2階建ての古民家を改装した隠れ家的な空間で、羊羹チーズケーキという独創的な和洋折衷スイーツを提供する店だ。今回は、オーナーの成田渚(なりた なぎさ)様にお話をうかがった。
- 柳ケ瀬とあんこ、そして渚を込めた店名
- 経営者になるという強い決意
- 8ヶ月かけて完成した羊羹チーズケーキ
- 分かりにくさが生む価値
- 岐阜の銘菓を目指して
①柳ケ瀬とあんこ、そして渚を込めた店名
店名「御八 あんやなぎ」は「おやつ あんやなぎ」と読む。少しユニークな名前には、さまざまな想いが込められている。成田さんは、店名の由来についてこう語ってくれた。
「最初は、柳ケ瀬にあるので、店名もそのまま『柳』にしようと思っていたんです。

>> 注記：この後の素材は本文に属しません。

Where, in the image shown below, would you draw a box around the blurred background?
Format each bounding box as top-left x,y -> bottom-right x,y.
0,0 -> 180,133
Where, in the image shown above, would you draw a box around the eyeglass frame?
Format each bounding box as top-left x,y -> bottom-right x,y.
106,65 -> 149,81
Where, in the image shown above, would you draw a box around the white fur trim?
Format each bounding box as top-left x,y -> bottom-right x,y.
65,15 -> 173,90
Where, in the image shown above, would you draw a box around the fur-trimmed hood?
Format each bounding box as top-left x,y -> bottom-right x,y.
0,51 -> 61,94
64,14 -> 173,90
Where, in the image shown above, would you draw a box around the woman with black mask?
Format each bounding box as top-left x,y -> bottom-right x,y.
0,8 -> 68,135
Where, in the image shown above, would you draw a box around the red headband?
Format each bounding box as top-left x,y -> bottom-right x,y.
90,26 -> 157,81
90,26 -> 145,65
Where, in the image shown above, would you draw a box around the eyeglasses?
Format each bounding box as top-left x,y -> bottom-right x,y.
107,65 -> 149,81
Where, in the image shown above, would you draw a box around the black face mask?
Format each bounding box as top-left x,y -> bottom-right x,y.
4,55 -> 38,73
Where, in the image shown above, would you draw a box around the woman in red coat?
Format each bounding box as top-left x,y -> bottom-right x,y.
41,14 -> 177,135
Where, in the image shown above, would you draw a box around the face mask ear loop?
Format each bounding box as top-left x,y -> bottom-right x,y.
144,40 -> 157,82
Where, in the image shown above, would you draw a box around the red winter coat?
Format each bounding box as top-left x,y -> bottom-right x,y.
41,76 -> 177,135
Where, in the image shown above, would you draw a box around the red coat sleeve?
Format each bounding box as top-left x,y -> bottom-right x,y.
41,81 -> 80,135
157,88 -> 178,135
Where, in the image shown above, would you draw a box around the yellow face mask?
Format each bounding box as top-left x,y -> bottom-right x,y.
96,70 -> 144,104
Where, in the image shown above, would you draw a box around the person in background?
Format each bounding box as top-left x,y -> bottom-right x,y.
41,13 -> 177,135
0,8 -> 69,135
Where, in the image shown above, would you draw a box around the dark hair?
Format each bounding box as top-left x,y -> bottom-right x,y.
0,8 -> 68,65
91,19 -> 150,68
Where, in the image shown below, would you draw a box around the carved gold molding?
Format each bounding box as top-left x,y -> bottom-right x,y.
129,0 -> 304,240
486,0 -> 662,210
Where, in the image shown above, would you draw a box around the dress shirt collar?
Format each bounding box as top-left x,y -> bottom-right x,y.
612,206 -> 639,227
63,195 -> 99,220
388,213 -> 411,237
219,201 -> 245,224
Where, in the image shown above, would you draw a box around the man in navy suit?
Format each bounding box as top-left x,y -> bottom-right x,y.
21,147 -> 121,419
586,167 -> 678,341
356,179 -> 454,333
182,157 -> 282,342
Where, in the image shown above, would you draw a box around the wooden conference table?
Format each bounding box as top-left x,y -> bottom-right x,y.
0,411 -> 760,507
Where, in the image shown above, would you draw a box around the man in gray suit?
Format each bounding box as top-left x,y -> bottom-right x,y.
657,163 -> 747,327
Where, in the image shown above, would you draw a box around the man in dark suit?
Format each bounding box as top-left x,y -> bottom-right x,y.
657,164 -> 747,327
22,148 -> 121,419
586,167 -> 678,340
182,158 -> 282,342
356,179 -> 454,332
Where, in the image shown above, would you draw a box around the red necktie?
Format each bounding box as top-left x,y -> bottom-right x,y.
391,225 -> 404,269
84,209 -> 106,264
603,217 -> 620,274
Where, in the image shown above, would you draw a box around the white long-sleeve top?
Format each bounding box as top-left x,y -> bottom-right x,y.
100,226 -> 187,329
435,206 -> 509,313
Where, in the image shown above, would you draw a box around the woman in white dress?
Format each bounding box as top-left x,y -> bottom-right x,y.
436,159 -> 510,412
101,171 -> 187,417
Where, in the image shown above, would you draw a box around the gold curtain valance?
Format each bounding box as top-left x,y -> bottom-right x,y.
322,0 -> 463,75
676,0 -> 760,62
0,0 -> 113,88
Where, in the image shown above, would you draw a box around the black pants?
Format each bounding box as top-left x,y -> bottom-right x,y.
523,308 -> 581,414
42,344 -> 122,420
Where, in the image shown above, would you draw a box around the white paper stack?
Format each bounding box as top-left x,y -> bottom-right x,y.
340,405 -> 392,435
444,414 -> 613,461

でも、場所が少しわかりにくくて、外観からも何のお店かわかりづらいんですよね。そんな中で『柳』だけだと、さらに何のお店かわからなくなってしまうなと思って。ちょっと冒険しすぎかな、と感じたんです。」
お店のコンセプトである「和洋折衷」を表現するために、和の要素として「あんこ」を前面に出したい――そう考えた成田さんは、「あんこ」と「柳」を組み合わせて「御八 あんやなぎ」と名付けた。その理由には、自身の名前への想いもあったのだそう。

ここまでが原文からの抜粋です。